A term-project paper (two-column, 5 pages, available in both English and Indonesian) reporting the development of HantaBERT, a multi-task model obtained by fine-tuning DNABERT-2 to classify hantavirus sequences across three tasks at once: species, host, and geographic origin. The paper was written for the Domain-Specific Computing course at the School of Electrical Engineering and Informatics, ITB.
| Name | Student ID | |
|---|---|---|
| Muhammad Faiz Atharrahman | 18222063 | m@faiz.at |
| Muhammad Rafi Dhiyaulhaq | 18222069 | rafidhiyaulh@gmail.com |
| Lydia Gracia | 18222035 | ly.gracies@gmail.com |
Authors are listed alphabetically by last name.
Hantaviruses (genus Orthohantavirus) are segmented negative-sense single-stranded RNA viruses that cause hemorrhagic fever with renal syndrome (HFRS) in Eurasia and cardiopulmonary syndrome (HCPS) in the Americas, with mortality reaching around 40 percent in HCPS cases. Rapid identification of the species, reservoir host, and likely geographic origin of a nucleotide sequence is essential for surveillance, but BLAST-based or classical phylogeny workflows are relatively slow and do not integrate across attributes.
HantaBERT addresses this need with a single forward pass that emits probabilities for all three tasks at once.

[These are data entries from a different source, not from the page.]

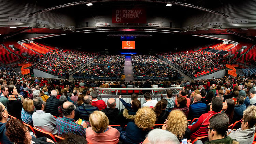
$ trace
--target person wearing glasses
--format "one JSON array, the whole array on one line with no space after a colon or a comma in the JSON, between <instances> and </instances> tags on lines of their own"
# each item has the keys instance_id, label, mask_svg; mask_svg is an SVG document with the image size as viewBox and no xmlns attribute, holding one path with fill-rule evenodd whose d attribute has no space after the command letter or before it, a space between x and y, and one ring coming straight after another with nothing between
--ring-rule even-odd
<instances>
[{"instance_id":1,"label":"person wearing glasses","mask_svg":"<svg viewBox=\"0 0 256 144\"><path fill-rule=\"evenodd\" d=\"M5 135L5 124L8 119L7 108L1 102L0 102L0 143L10 144L12 144L12 143Z\"/></svg>"},{"instance_id":2,"label":"person wearing glasses","mask_svg":"<svg viewBox=\"0 0 256 144\"><path fill-rule=\"evenodd\" d=\"M209 141L205 144L232 144L239 143L229 136L225 137L229 123L228 117L224 113L218 113L212 116L209 120L210 124L205 130L208 132ZM189 143L189 144L191 144ZM200 140L197 141L194 144L202 144Z\"/></svg>"},{"instance_id":3,"label":"person wearing glasses","mask_svg":"<svg viewBox=\"0 0 256 144\"><path fill-rule=\"evenodd\" d=\"M256 106L248 107L244 111L241 120L241 127L236 131L232 131L228 136L239 142L240 144L251 144L253 142L256 123ZM229 132L231 131L229 129Z\"/></svg>"}]
</instances>

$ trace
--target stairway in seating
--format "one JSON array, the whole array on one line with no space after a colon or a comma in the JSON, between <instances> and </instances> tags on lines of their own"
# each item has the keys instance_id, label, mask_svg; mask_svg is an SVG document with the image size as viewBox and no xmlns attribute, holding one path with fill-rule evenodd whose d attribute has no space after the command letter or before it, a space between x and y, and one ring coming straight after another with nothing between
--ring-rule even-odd
<instances>
[{"instance_id":1,"label":"stairway in seating","mask_svg":"<svg viewBox=\"0 0 256 144\"><path fill-rule=\"evenodd\" d=\"M11 51L10 51L10 49L8 49L8 48L7 48L7 47L6 47L3 44L1 43L1 45L2 45L2 46L3 46L3 47L6 50L7 50L7 51L8 51L8 52L9 52L9 53L11 53L13 54L14 55L15 55L15 56L16 56L16 57L17 57L18 58L19 58L19 59L23 59L23 58L22 57L21 57L20 56L18 55L17 54L15 54L15 53L13 53Z\"/></svg>"}]
</instances>

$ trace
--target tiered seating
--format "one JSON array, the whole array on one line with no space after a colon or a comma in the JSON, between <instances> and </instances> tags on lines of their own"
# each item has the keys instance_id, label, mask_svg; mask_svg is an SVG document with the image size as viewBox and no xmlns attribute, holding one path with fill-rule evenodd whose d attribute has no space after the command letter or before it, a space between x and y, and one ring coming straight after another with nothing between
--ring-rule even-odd
<instances>
[{"instance_id":1,"label":"tiered seating","mask_svg":"<svg viewBox=\"0 0 256 144\"><path fill-rule=\"evenodd\" d=\"M244 51L243 51L243 52L241 53L241 54L244 54L244 53L247 50L249 49L251 47L252 47L253 45L252 44L250 44L250 43L239 43L236 46L233 47L232 49L231 52L230 52L230 53L233 54L234 55L234 56L232 58L232 59L235 59L237 58L237 55L238 54L238 52L237 52L237 51L242 48L242 47L243 45L245 46L247 46L247 48L245 49L244 50Z\"/></svg>"},{"instance_id":2,"label":"tiered seating","mask_svg":"<svg viewBox=\"0 0 256 144\"><path fill-rule=\"evenodd\" d=\"M56 48L55 48L55 47L54 47L53 46L46 45L44 45L43 44L41 44L41 43L38 43L35 42L34 42L34 43L36 44L38 44L39 45L41 45L41 46L42 46L43 47L45 47L46 48L48 48L49 49L52 49L52 50L58 50L58 49L57 49Z\"/></svg>"},{"instance_id":3,"label":"tiered seating","mask_svg":"<svg viewBox=\"0 0 256 144\"><path fill-rule=\"evenodd\" d=\"M247 48L248 48L248 46L247 47ZM244 50L244 52L245 51ZM256 47L254 46L252 49L249 51L248 53L244 55L239 58L238 61L243 62L245 61L247 63L252 60L255 61L256 60L256 55L255 54L255 53L256 53Z\"/></svg>"},{"instance_id":4,"label":"tiered seating","mask_svg":"<svg viewBox=\"0 0 256 144\"><path fill-rule=\"evenodd\" d=\"M49 49L39 46L33 43L23 43L23 45L29 48L30 48L34 51L41 54L45 54L49 52Z\"/></svg>"},{"instance_id":5,"label":"tiered seating","mask_svg":"<svg viewBox=\"0 0 256 144\"><path fill-rule=\"evenodd\" d=\"M12 52L14 53L15 53L18 55L22 57L24 57L24 56L23 56L23 55L22 55L22 54L24 53L27 53L27 54L31 56L37 54L36 53L30 50L30 49L28 49L27 48L25 48L25 47L22 46L22 45L19 44L18 43L16 42L5 42L4 43L3 43L3 44ZM19 51L17 52L13 51L13 50L9 47L9 45L11 44L13 44L13 46L14 46L14 47L15 47L16 48L19 49Z\"/></svg>"},{"instance_id":6,"label":"tiered seating","mask_svg":"<svg viewBox=\"0 0 256 144\"><path fill-rule=\"evenodd\" d=\"M4 63L9 63L18 61L19 59L13 54L9 53L0 45L0 61Z\"/></svg>"}]
</instances>

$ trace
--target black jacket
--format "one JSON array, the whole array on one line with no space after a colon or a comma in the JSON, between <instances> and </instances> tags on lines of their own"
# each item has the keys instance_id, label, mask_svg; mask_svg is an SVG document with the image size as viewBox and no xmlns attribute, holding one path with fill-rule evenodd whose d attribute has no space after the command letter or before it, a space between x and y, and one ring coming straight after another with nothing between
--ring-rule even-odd
<instances>
[{"instance_id":1,"label":"black jacket","mask_svg":"<svg viewBox=\"0 0 256 144\"><path fill-rule=\"evenodd\" d=\"M101 110L109 118L110 125L120 125L123 123L124 117L123 114L118 108L110 109L107 107Z\"/></svg>"},{"instance_id":2,"label":"black jacket","mask_svg":"<svg viewBox=\"0 0 256 144\"><path fill-rule=\"evenodd\" d=\"M44 110L46 113L49 113L53 115L59 117L58 107L60 105L59 99L55 97L52 96L46 101L46 105Z\"/></svg>"}]
</instances>

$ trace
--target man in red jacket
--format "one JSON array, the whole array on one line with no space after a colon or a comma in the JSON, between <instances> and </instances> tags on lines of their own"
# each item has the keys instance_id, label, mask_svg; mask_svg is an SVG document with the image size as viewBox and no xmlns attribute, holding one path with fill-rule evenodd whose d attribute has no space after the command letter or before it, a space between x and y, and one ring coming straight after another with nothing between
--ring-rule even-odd
<instances>
[{"instance_id":1,"label":"man in red jacket","mask_svg":"<svg viewBox=\"0 0 256 144\"><path fill-rule=\"evenodd\" d=\"M193 125L188 127L191 131L190 139L193 141L196 138L208 135L208 131L205 128L209 125L209 119L215 114L218 113L222 109L222 101L220 98L214 97L212 98L210 106L210 111L208 113L202 115L196 123Z\"/></svg>"},{"instance_id":2,"label":"man in red jacket","mask_svg":"<svg viewBox=\"0 0 256 144\"><path fill-rule=\"evenodd\" d=\"M106 107L106 104L104 101L98 99L98 92L96 90L93 90L90 95L93 99L91 105L97 107L100 111Z\"/></svg>"}]
</instances>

Its architecture wraps DNABERT-2 (117 million parameters) with a shared 768-dimensional bottleneck, then branches into three independent classification heads. Training uses a weighted combined loss with balanced classes, AMP fp16, gradient accumulation, and a differential learning rate between the encoder and the task-specific parts.
- Accuracy on a held-out test set: 96.7 percent for species (23 lineages), 91.4 percent for host (Rodent, Human, Others), and 80.5 percent for geographic origin (7 regions).
- Embedding structure: a UMAP projection of 8,822 sequences reveals clean per-lineage clusters together with substructure per genome segment (S, M, L) without any explicit supervision of the segment.
- Biological analysis: the S/M/L cluster separation is consistent with differences in selective pressure (conserved N protein on S, antigenic positive selection on Gn/Gc in M, active RdRp motifs on L).
- Introduction with four subsections: hantavirus biology concepts, related computational methods, research questions (RQ1 through RQ3), and contributions.
- Methods: dataset and preprocessing, the full HantaBERT architecture with a TikZ flow diagram, the multi-task loss function, the training strategy, the web interface for inference, and code and data availability.
- Results and Discussion: training progress, test-set evaluation, error analysis and biological context, UMAP visualization, and phylogenetic substructure.
- Conclusion answering all three RQs plus directions for future work.
- References with 10 entries.
Beyond the model, a public web interface is also released. The backend (HantaBERT-API) uses FastAPI plus Uvicorn, packaged with Docker and deployed at hantabert-api.faizath.com. The frontend (HantaBERT-Web) is a set of pure static HTML, CSS, and JavaScript files with an interactive world map using D3 plus TopoJSON. The interface accepts raw DNA or RNA sequences or FASTA files, converts U to T automatically, and displays the top-N probabilistic predictions per task.
Source code repositories (GitHub organization HantaBERT):
HantaBERTfor the model, training, and evaluation code.HantaBERT-APIfor the inference service.HantaBERT-Webfor the static frontend.
paper/
├── hantabert-en.tex English LaTeX source (conference class, two-column)
├── hantabert-en.pdf compiled English output (5 pages)
├── hantabert-en.png first-page screenshot, English (used in README)
├── hantabert-id.tex Indonesian LaTeX source
├── hantabert-id.pdf compiled Indonesian output (5 pages)
├── hantabert-id.png first-page screenshot, Indonesian
└── images/ all figures referenced by the .tex sources
├── training_curves.png
├── cm_species.png
├── umap_all_species.png
├── umap_Orthohantavirus_seoulense.png
├── umap_Orthohantavirus_puumalaense.png
└── website-interface.png
Prerequisite: a TeX Live distribution with the texlive-publishers package (which provides IEEEtran.cls).
cd paper
pdflatex -interaction=nonstopmode hantabert-en.tex
pdflatex -interaction=nonstopmode hantabert-en.texRun pdflatex twice so that cross-references (\ref, \label, \cite) stabilize. The paper uses an inline \begin{thebibliography}{99} block, so no separate BibTeX step is needed. All figures are loaded from the images/ directory via \graphicspath{{images/}} in the preamble. Substitute hantabert-id.tex for the Indonesian version.
The paper and its figures were prepared for the academic purposes of the course. The HantaBERT, HantaBERT-API, and HantaBERT-Web code is released openly on GitHub under each repository's respective license to support reproduction and further experimentation.